L'Europe médiévale et Renaissance
Les Contes de Canterbury de Geoffrey Chaucer (vers 1390) comportent l'une des scènes de pet les plus célèbres de la littérature anglaise dans « Le Conte du meunier », où un personnage pète au visage d'un autre — une scène jouée pour un effet comique maximal et un commentaire social simultané. Le conte était considéré osé mais pas scandaleux selon les normes contemporaines, suggérant que l'humour de flatulences occupait un espace intermédiaire confortable dans la culture médiévale. Benjamin Franklin, dans son célèbre essai de 1781 « Fart Proudly » (intitulé formellement « Lettre à la Royal Academy »), proposa un défi scientifique pour découvrir un médicament qui rendrait les flatulences inodores — arguant qu'une telle recherche serait plus pratiquement utile que ce que la Royal Academy étudiait réellement.
La répression victorienne
Le XIXe siècle introduisit le tabou social autour des flatulences qui persiste dans de nombreuses cultures aujourd'hui. Les manuels d'étiquette victoriens interdisaient explicitement la discussion des fonctions corporelles en bonne compagnie, et l'humour ouvert des flatulences des siècles précédents devint associé à la vulgarité et à la basse classe sociale. Cette répression coïncida avec la médicalisation de la digestion — les flatulences étaient de plus en plus discutées dans des contextes cliniques plutôt que sociaux. L'ironie est que Le Pétomane, le péteur professionnel le plus célèbre de l'histoire, atteignit sa plus grande gloire au faîte de l'ère victorienne — se produisant pour la royauté européenne et remplissant le Moulin Rouge chaque soir, suggérant que l'appétit pour l'humour de pet survécut à l'interdiction officielle.
Faits historiques
- La plus ancienne blague enregistrée du monde (1900 av. J.-C.) est une blague de pet de la Sumer antique.
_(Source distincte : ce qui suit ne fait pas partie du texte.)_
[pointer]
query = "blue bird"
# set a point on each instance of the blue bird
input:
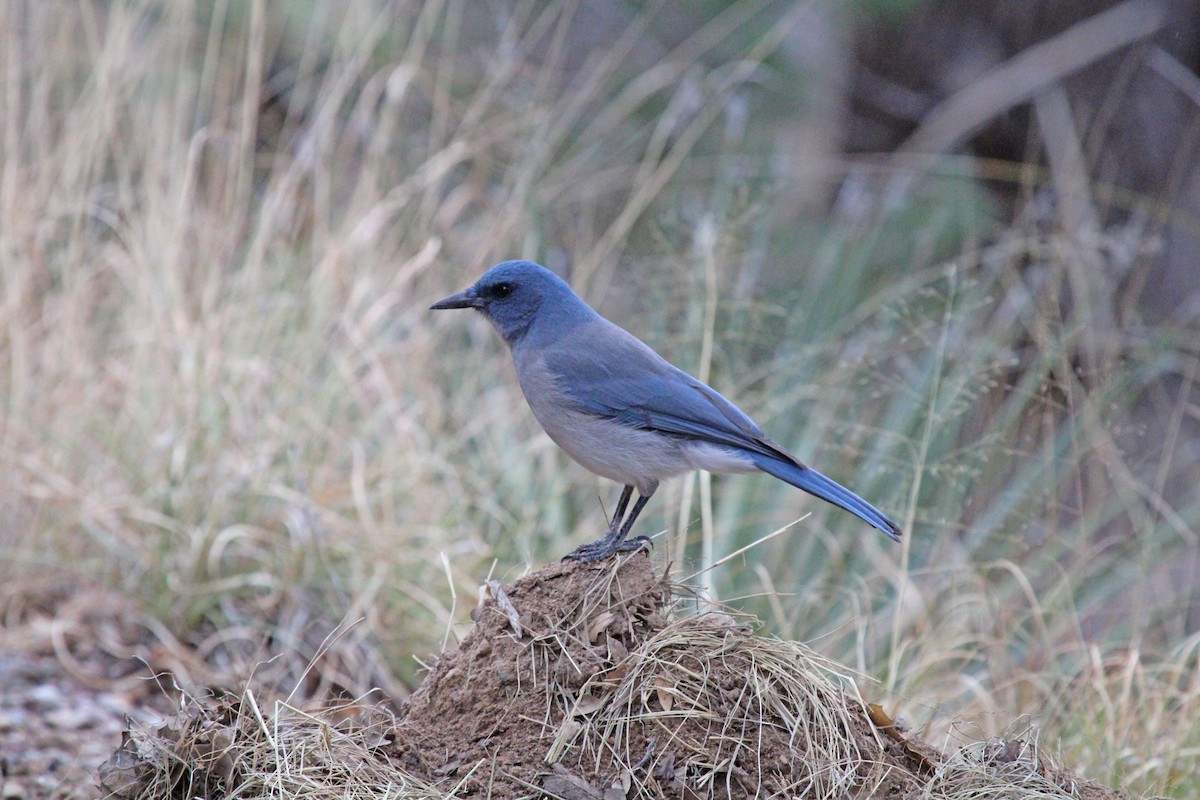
(622, 410)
- Benjamin Franklin écrivit un essai satirique en 1781 appelant à la recherche scientifique sur l'élimination des odeurs de pets.
- L'empereur Claude aurait envisagé de rendre les pets lors des dîners légalement obligatoires.
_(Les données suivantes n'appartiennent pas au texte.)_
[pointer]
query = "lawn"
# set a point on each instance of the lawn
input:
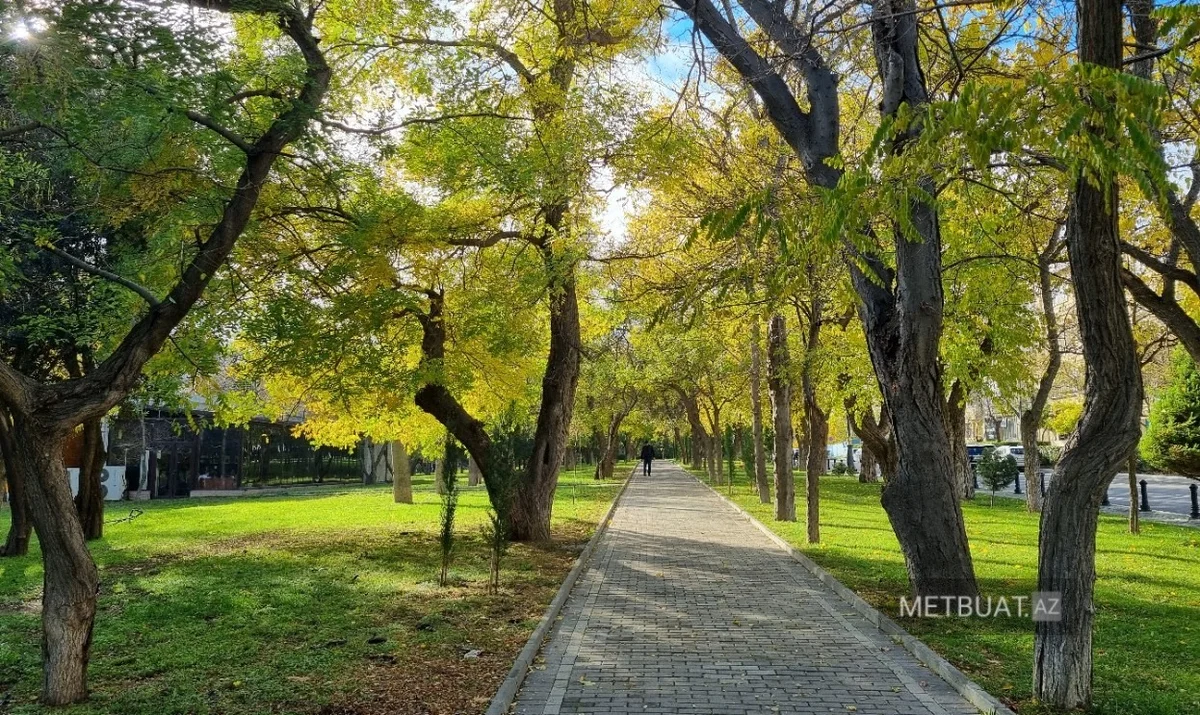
(1147, 594)
(322, 601)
- Les Contes de Canterbury de Chaucer comportent une scène de pet détaillée utilisée à la fois comme comédie et satire sociale.
Le saviez-vous
Au Japon, il existe un rouleau vieux de plusieurs siècles appelé le « He-Gassen » (La Bataille de pets), daté de la période Edo (1603–1868), représentant une bataille illustrée détaillée dans laquelle des concurrents s'affrontent en utilisant les flatulences comme arme. Certains historiens de l'art l'interprètent comme une satire politique dirigée contre l'influence européenne au Japon — chaque pet puissant représentant une résistance culturelle. Il est actuellement conservé dans la collection de l'Université Waseda et peut être consulté dans son intégralité.
Sources
- Hallo, W.W. (1996). Origins: The Ancient Near Eastern Background of Some Modern Western Institutions. Brill Academic Publishers.
- Franklin, B. (1781). A Letter to the Royal Academy of Brussels. Published privately.